Shortlist and comparison behaviour
Prompts that produce ranked lists, comparisons or recommendations within a category.
Alternatives and competitor evaluation
Prompts that ask for alternatives to a known brand or category leader.
Pricing and fit questions
Prompts that surface cost, constraints or suitability for a buyer's situation.
Trust, proof and credibility checks
Prompts that test whether a brand or claim can be verified or substantiated.
That matters because AI visibility is rarely one-query deep. A commercial decision often sits across a cluster of prompts rather than one exact phrase.
Grouping prompts this way helps us avoid two common mistakes. The first is overfocusing on a tiny number of vanity queries. The second is treating all prompts as equally valuable when they clearly are not. The result is a reporting structure that is easier to interpret and easier to act on.
Signal layers
Mentions, citations, and positioning
These are related, but they are not the same thing.
Mention
Your brand is named in the response.
Citation
The answer includes a source from your website and uses that source as part of the response.
Positioning
How your business is described. You might be mentioned, but described vaguely. You might be cited, but for the wrong page. You might appear often, but mainly in lower-value prompts rather than higher-intent ones.
That is why we separate these layers in reporting. A useful AI visibility report should not just say you were visible. It should help answer questions like:
- were we mentioned or absent
- were we cited from our own site
- which pages were cited most often
- were competitors cited more often than we were
- are we being positioned accurately
- which topics or prompt groups are weakest
That is where measurement becomes commercially useful rather than cosmetic.
Actions
How this becomes website actions
Measurement only matters if it changes decisions.
Once we know where visibility is strong, weak or inconsistent, we turn that into practical website actions. That often includes:
- improving service pages that are too vague or hard to summarise
- strengthening pricing pages and buyer FAQs
- adding clearer comparison or alternatives content
- tightening internal linking between commercial pages and supporting proof
- reducing inconsistent language across the site
- improving the pages most likely to earn citations
- fixing gaps where competitors are repeatedly winning the same prompt groups
For clients on ongoing support, this does not stop at reporting.
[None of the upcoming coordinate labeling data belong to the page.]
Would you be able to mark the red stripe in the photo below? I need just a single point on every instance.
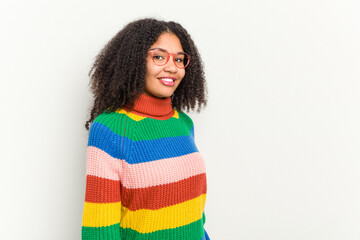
(157, 197)
(102, 190)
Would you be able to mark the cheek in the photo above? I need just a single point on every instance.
(181, 74)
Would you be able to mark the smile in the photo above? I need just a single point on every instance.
(167, 81)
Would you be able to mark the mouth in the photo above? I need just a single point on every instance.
(167, 81)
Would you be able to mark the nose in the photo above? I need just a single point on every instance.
(170, 65)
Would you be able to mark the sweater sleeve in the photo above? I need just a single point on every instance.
(102, 207)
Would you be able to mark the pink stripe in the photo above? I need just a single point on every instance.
(162, 171)
(101, 164)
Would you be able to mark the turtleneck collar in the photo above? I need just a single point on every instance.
(152, 107)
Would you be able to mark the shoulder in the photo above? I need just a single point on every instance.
(108, 124)
(186, 119)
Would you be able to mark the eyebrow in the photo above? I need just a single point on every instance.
(166, 50)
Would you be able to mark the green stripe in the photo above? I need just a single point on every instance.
(101, 233)
(192, 231)
(149, 127)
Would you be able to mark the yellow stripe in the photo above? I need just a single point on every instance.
(145, 220)
(101, 214)
(138, 117)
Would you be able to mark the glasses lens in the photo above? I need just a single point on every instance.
(159, 57)
(181, 60)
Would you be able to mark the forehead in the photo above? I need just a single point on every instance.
(169, 42)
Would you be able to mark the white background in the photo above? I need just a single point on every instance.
(280, 135)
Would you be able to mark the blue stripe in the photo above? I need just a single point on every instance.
(103, 138)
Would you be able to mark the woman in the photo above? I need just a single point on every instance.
(145, 177)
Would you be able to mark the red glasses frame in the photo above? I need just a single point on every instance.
(151, 51)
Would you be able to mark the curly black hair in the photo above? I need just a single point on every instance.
(117, 76)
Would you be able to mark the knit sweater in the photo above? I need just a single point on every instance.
(145, 178)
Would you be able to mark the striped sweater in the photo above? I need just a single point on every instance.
(145, 178)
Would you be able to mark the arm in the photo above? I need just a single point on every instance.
(102, 208)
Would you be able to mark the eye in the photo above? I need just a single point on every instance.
(179, 59)
(158, 57)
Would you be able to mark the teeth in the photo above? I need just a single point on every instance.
(167, 79)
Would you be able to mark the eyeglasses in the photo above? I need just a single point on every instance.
(161, 57)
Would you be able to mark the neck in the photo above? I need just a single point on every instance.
(152, 107)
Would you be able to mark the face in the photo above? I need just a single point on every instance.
(156, 76)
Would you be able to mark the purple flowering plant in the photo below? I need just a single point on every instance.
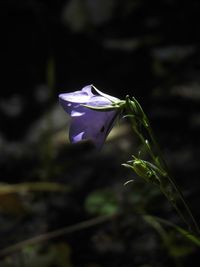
(93, 114)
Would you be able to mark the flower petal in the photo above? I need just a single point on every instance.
(94, 125)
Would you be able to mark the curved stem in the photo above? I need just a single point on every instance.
(139, 118)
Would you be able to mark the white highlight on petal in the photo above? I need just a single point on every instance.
(78, 137)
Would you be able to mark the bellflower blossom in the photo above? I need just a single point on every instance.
(91, 123)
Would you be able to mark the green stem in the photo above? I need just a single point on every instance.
(138, 118)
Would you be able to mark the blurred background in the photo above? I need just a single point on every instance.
(148, 49)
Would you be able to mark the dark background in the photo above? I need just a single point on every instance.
(148, 49)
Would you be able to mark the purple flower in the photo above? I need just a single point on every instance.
(87, 123)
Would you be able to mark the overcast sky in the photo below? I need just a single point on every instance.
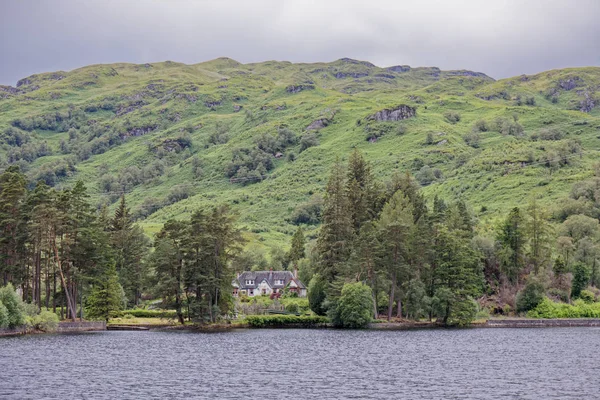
(500, 38)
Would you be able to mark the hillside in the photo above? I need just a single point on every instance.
(262, 137)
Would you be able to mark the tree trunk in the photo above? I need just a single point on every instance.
(392, 291)
(64, 283)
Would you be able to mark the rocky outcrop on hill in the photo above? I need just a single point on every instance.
(399, 68)
(394, 114)
(299, 88)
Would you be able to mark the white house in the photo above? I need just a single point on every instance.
(263, 283)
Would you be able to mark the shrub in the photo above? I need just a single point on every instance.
(354, 308)
(472, 139)
(481, 126)
(295, 304)
(587, 296)
(14, 306)
(581, 278)
(45, 321)
(3, 316)
(463, 312)
(261, 321)
(308, 213)
(308, 140)
(579, 309)
(137, 313)
(316, 294)
(530, 296)
(452, 117)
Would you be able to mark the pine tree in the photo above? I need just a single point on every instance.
(360, 190)
(336, 235)
(512, 237)
(396, 228)
(12, 196)
(130, 247)
(106, 296)
(539, 231)
(297, 249)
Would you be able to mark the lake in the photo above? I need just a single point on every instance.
(550, 363)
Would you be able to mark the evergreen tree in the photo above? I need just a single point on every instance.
(106, 296)
(396, 228)
(538, 230)
(12, 196)
(297, 249)
(457, 278)
(336, 235)
(130, 246)
(512, 238)
(359, 190)
(581, 278)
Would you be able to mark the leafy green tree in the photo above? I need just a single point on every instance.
(532, 295)
(317, 294)
(581, 278)
(106, 297)
(354, 309)
(417, 302)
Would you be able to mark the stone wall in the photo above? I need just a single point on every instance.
(79, 326)
(63, 327)
(541, 323)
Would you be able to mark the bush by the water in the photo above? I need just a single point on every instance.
(579, 309)
(11, 308)
(138, 313)
(316, 294)
(259, 321)
(530, 296)
(354, 309)
(45, 321)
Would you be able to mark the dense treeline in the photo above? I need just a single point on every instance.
(432, 260)
(56, 248)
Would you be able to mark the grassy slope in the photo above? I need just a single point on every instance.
(505, 171)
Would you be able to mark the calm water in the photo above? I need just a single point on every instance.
(552, 363)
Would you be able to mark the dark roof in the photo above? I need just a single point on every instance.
(270, 277)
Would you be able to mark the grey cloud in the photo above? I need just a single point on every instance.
(501, 38)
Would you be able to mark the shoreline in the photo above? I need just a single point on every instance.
(63, 327)
(382, 326)
(92, 326)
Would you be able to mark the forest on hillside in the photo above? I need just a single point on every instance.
(383, 247)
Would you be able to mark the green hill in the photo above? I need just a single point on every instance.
(262, 136)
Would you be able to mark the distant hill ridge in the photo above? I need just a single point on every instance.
(262, 136)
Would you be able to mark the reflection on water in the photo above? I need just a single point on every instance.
(547, 363)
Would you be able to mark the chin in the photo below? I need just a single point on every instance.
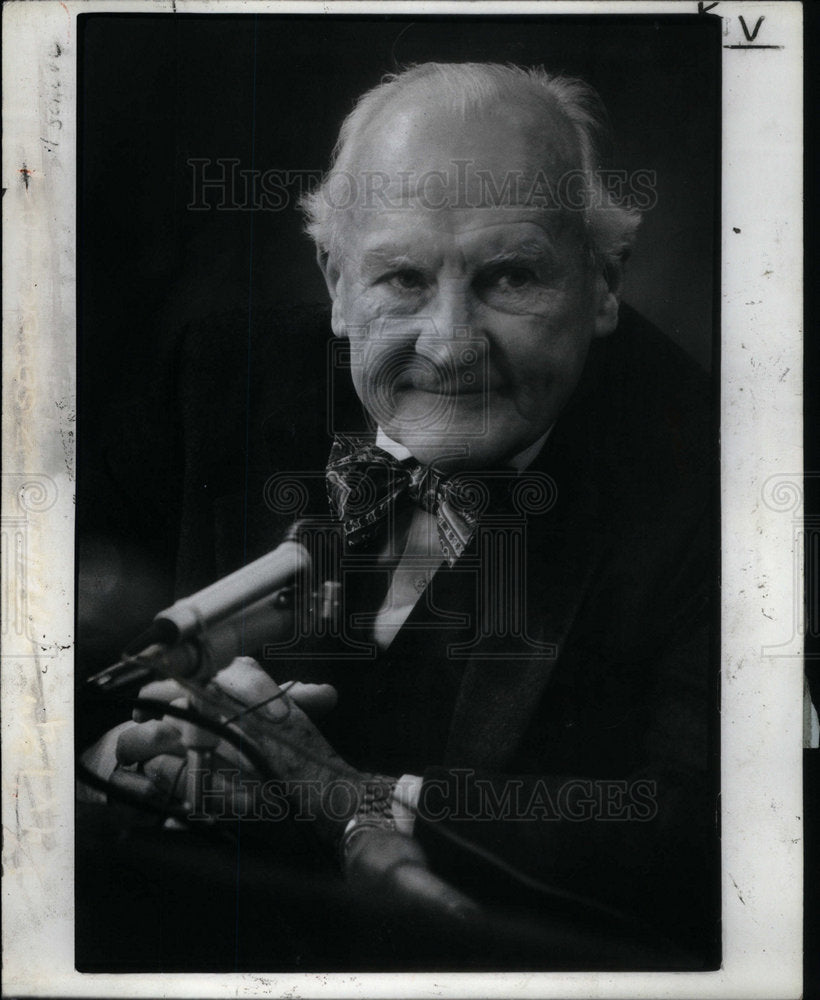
(453, 447)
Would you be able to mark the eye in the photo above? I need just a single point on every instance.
(407, 280)
(512, 278)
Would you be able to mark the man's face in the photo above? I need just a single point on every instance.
(469, 316)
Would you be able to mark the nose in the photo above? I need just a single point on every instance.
(449, 321)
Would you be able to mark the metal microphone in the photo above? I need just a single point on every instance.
(192, 615)
(200, 634)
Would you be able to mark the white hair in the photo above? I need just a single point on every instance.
(468, 87)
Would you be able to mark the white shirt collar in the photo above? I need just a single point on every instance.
(518, 462)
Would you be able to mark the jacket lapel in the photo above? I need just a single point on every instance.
(499, 696)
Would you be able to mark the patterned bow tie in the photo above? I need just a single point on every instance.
(364, 482)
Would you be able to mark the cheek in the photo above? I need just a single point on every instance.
(538, 359)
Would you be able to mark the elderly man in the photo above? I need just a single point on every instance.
(520, 691)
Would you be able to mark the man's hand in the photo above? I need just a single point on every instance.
(158, 747)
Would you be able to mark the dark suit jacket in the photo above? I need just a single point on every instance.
(588, 765)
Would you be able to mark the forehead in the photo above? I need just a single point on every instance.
(426, 173)
(416, 235)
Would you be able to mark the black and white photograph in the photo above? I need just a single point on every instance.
(355, 315)
(404, 528)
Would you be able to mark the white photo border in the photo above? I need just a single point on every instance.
(761, 463)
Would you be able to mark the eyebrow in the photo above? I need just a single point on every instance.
(391, 258)
(521, 253)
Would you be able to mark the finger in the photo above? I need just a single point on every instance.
(165, 690)
(315, 700)
(166, 772)
(245, 681)
(147, 740)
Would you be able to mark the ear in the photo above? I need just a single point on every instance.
(607, 299)
(332, 274)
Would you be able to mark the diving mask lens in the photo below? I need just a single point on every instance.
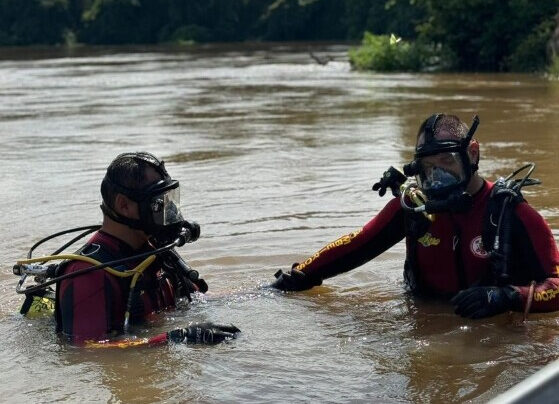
(166, 208)
(440, 173)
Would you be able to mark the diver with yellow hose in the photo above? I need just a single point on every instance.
(128, 269)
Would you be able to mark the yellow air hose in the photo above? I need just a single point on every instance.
(134, 272)
(76, 257)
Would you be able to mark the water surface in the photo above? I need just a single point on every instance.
(276, 156)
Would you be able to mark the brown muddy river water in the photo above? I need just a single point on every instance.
(276, 156)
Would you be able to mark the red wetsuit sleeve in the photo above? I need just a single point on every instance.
(87, 303)
(540, 249)
(355, 249)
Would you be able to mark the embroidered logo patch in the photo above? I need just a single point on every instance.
(477, 248)
(428, 240)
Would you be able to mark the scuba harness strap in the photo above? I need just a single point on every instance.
(497, 231)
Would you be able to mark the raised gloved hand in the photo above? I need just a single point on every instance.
(294, 280)
(203, 333)
(392, 178)
(486, 301)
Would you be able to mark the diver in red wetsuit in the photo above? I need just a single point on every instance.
(453, 256)
(140, 213)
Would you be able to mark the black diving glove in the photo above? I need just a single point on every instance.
(294, 280)
(392, 178)
(203, 333)
(481, 301)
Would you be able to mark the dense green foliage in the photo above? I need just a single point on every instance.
(476, 35)
(380, 53)
(491, 34)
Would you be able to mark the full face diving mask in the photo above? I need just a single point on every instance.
(159, 205)
(442, 166)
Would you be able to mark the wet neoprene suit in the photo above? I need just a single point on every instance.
(450, 255)
(92, 306)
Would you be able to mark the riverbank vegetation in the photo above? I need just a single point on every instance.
(466, 35)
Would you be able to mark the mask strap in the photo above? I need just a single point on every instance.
(133, 223)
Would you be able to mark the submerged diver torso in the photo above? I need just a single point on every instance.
(93, 305)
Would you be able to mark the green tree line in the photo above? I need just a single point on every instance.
(474, 35)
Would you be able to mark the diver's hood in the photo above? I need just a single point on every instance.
(442, 167)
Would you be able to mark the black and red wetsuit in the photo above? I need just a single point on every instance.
(92, 306)
(449, 256)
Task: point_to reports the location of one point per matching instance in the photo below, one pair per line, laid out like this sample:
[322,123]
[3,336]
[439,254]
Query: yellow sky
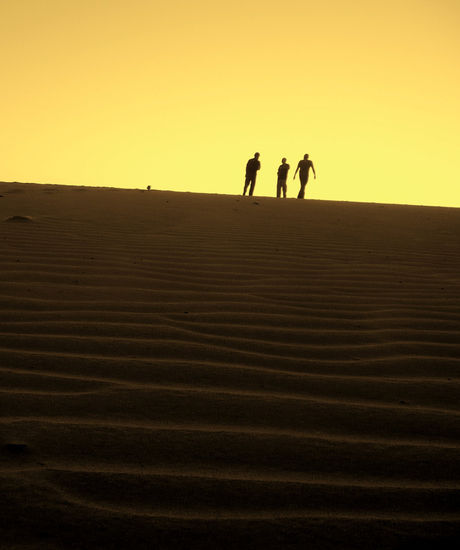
[178,95]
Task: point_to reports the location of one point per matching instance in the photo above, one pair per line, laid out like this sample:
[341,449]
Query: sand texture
[186,371]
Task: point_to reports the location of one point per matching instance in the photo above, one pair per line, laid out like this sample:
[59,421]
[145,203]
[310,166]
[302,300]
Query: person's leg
[246,183]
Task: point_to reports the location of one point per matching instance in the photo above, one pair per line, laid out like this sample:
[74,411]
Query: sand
[202,371]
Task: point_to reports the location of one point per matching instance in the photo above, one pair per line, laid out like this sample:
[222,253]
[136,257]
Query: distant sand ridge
[202,371]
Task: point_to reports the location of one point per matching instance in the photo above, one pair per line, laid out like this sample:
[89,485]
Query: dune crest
[208,371]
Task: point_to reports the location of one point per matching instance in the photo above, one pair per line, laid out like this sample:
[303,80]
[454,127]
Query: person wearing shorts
[252,166]
[282,177]
[303,168]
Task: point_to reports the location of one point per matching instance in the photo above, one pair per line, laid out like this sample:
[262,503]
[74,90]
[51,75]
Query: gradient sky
[179,94]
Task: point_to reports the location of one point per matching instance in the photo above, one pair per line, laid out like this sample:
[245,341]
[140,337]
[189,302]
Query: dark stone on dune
[19,219]
[16,448]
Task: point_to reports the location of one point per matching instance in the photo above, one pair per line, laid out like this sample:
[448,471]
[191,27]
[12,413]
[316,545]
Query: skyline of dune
[189,371]
[179,95]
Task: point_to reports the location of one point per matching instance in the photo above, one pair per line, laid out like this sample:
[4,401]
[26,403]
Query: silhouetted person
[304,167]
[282,177]
[251,172]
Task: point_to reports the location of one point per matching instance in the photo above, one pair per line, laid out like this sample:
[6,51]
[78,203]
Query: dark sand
[186,371]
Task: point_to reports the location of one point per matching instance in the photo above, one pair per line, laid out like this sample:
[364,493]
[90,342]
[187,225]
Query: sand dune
[204,371]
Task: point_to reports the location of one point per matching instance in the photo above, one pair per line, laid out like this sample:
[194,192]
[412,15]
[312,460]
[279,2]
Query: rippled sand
[201,371]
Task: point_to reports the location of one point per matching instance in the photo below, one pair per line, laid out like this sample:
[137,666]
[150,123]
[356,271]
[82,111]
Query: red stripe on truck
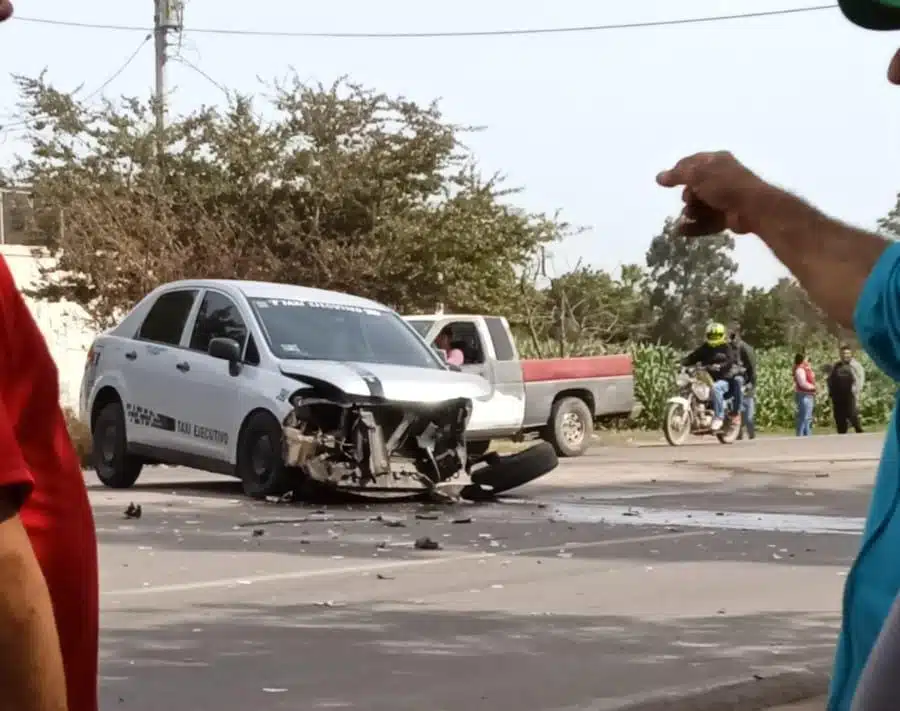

It also feeds directly into content production, content optimisation and prioritised actions each month, so the output is not just insight. It is progress.
In other words, the output is not “here is your score, good luck”. The output is a clearer view of what to improve first, what can wait, and which pages are most likely to influence AI visibility in a commercially meaningful way.
Deliverables
What clients actually receive
The exact format depends on whether you start with an audit or ongoing support, but the output is designed to be practical.
If you start with an AI Visibility Audit, the focus is usually on baseline visibility, current gaps and the highest-priority next steps.
If you move into ongoing support, clients typically receive:
- tracking across Google AI Overviews, ChatGPT and Perplexity
- 100 tracked prompts, monitored daily
- competitor benchmarking
- English-language tracking
- 3 content pieces per month, either new or updated, written to be cited
- 3 content optimisations per month, focused on improving existing pages based on monitoring
- 4 prioritised actions per week, tied to specific visibility opportunities
- an onboarding call
- a monthly report covering findings, trends and next steps
- Google Analytics integration for AI traffic attribution
- unlimited domains
That means clients receive more than visibility data alone. They receive structured measurement, competitor context, content actions, page improvements and reporting that helps turn AI visibility into a practical workflow.